As I’ve written before, from the moment I discovered that Dizzy Dean, the great Cardinal’s pitcher, hated school, and that one of baseball’s greatest hitters, Ted Williams, hated to wear a necktie, adult baseball players became as real to me as my real life twelve and thirteen year-old friends.

The realm of baseball certainly has no monopoly on the best or the worst of human attitudes or actions, but somehow it places them in a special perspective.

You and I, understandably, have come to believe that the most satisfactory part of playing professional baseball for the player has to be the incredible salaries these highly skilled athletes receive. However, if we’re to believe the testimony of one Sanford (Sandy) Koufax (born Sanford Braun on December 30th, 1935 in Brooklyn, New York), the most satisfying part of playing major league baseball occurs off the field and has only peripherally to do with money. According to the exceedingly handsome and erudite former Dodger lefthander, the most satisfying part of playing baseball occurs during those fifteen minutes with teammates in the winning clubhouse after winning the World Series.

Roy Campanella, the late great Brooklyn Dodger catcher, once observed that although it is a man’s game, “…you have to have a lot of little boy in you to play baseball for a living!” Thus, even with all of the essential statistical and socio-ethnic analysis the game is subjected to these days, the actions and characteristics of its players give baseball its richness.

Superstition is traditional in baseball even extending to salary negotiations. Take the case of former Mets pitcher Steven John (Turk) Wendell. Flaky Turk had a thing about the number nine. Since someone else had uniform number nine when he joined the Mets in 1997, he asked for uniform ninety-nine. Three years later, when the Mets offered him a ten million dollar three year contract, he objected. He asked for one penny less than ten million dollars and received $9,999,999.99.

Hall of Fame pitcher Early Wynn was a fierce competitor. Wynn would work himself into a ferocious hatred for batters by imagining that the seventeen-inch area of home plate was his personal office. Only he, Early (Gus) Wynn, had the right to work in his office. Any batter with the temerity to swing a bat through Wynn’s office was definitely subject to what old time pitchers used to call “chin music” -- a brushback pitch.

Back in the 1960s, two of the game’s mightier men were Steve Hamilton, a six foot seven inch Yankee reliever, and Tony Horton, a six foot three inch first baseman with the Cleveland Indians.

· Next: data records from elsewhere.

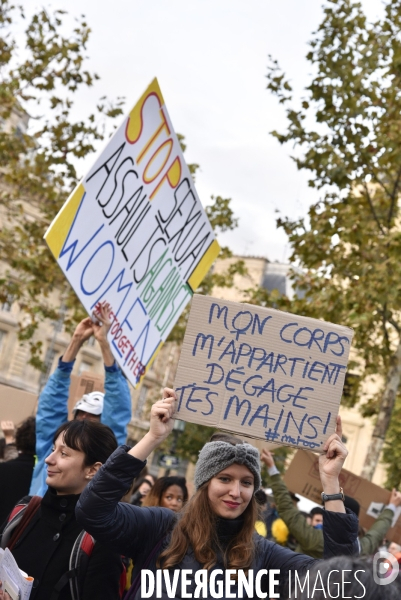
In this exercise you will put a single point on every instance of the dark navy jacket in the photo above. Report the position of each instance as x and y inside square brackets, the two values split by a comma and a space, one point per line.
[135, 531]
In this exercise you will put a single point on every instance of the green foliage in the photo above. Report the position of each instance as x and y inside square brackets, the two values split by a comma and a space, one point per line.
[347, 135]
[38, 169]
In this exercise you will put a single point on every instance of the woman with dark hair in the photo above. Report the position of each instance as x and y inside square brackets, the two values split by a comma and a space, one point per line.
[169, 492]
[215, 531]
[43, 535]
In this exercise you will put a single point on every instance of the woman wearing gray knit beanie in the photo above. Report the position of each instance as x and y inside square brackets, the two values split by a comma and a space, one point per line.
[210, 550]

Hamilton, a left-hander, occasionally used to throw what he called a “folly floater” especially to big right-handed power hitters. The ball, ever so slowly, would float toward the plate causing overanxious power hitters to swing prematurely inevitably missing the pitch. They’d ultimately strike out embarrassing themselves in the process. One day, Horton challenged Hamilton to throw that pitch to him at least three times when he was at bat. If he struck out, he’d crawl, in front of the thousands attending the game, back to the Indians dugout. Hamilton threw Horton three “folly floaters” and Mr. Horton kept his word.

As is life, every baseball season is packed with the unpredictable, the unimaginable and sometimes the unfathomable.

As for Jacques Barzun, the 103 year old distinguished man of letters, a 2003 recipient of the Presidential Medal of Freedom from President George W. Bush, and the 2010 recipient of the National Medal of Arts from President Barack Obama, my guess is that if he’d become a ballplayer -- we’d know him simply as Jack Barnes!